Rob Schaap on Foucault
Yoshie Furuhashi
furuhashi.1 at osu.edu
Wed Jun 13 10:42:12 PDT 2001
> > Justin says:
>>
>> >But the idea that F has a poor or no account of class is different
>> >from the idea that his discussion of prison reform is outmoded
>> >because it attacks a humanitarianism that is passe in this
>> >retributive age.
>>
>> Had Foucault not set out to create a Weberian theory of modernity,
>> rejecting Marxism, he (with his towering intellect) would have been
>> able to chart the vicissitudes of prison reforms (rehabilitation
>> under social democracy, retribution under neoliberalism) better.
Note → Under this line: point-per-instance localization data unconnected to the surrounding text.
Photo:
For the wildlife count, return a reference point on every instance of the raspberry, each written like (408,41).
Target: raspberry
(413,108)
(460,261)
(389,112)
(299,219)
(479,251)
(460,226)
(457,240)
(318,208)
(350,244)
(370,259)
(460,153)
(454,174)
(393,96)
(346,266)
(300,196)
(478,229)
>> After all, such reforms are determined in the last instance by
>> changing requirements of capital accumulation while mediated by
>> concrete social formations (which explains the vast gap in the rate
>> of incarceration, etc. between the USA and the other rich nations),
>> but Foucault couldn't bring himself to employing what he would have
>> thought of as Marxist "reductionism" & "determinism" (not even
>> Althusserian versions of them).
>=======
>How dare any social theorist think they could ever surpass Marx.
>
>
>>
>> Foucault's theory, in short, is too abstract & idealist. Here,
>> Foucault the philosopher drags down Foucault the sociologist of
>> knowledge.
>=============
>"A spider constructs operations which resemble those of a weaver, and
>a bee would put many a human architect to shame by the construction of
>honeycomb cells. But what distinguishes the worst architect from the
>best of bees is that the architect builds the cell in his mind before
>he constructs it in wax. At the end of every labour process, a result
>emerges which had already been conceived by the worker at the
>beginning, hence already existed ideally." [C vol. I, 284]
>
>"what Marx opposes is not simply simply 'idealism': it is the validity
>of the very distinction between the material and the ideal." [Marsden,
>23]
>
> > >I am not prepared to ditch class analysis, as you well know. My
>> >point was not that we should adopt Foucault of D&P in the place of
>> >historical materialism, but that we should use Foucauldian-style
>> >institutional analyses to fill in the gap in historical materialist
>> >explanation between the abstract truth that class relations
>> >determine ideas in some way, and the particular determinations that
>> >emerge in concrete contexts.
>>
>> I'm in favor of the above, but doing so demands that we leave out
>> Foucault's theoretical premises & conclusions, while learning from
>> him "in medias res" as it were.
>>
>> Yoshie
>=========
>No. It demands no such inference. The rapidity with which you cast M&F
>in zero-sum terms is frightening. And the ire with which Marxists
>attacked F reminds me of Northern Ireland. A total waste of time and
>'energy'. Such is the folly of attempting to achieve finality and
>unsurpassability in the study of societies.
>
>Ian
It seems to me to be an insult to Irish nationalists & socialists to
compare criticisms of Foucault here to "Northern Ireland."
Besides, I'm making an argument that one may learn from Foucault
without accepting his theoretical premises & conclusions. What is
your argument against my take? That one cannot learn from Foucault
without accepting his works wholesale?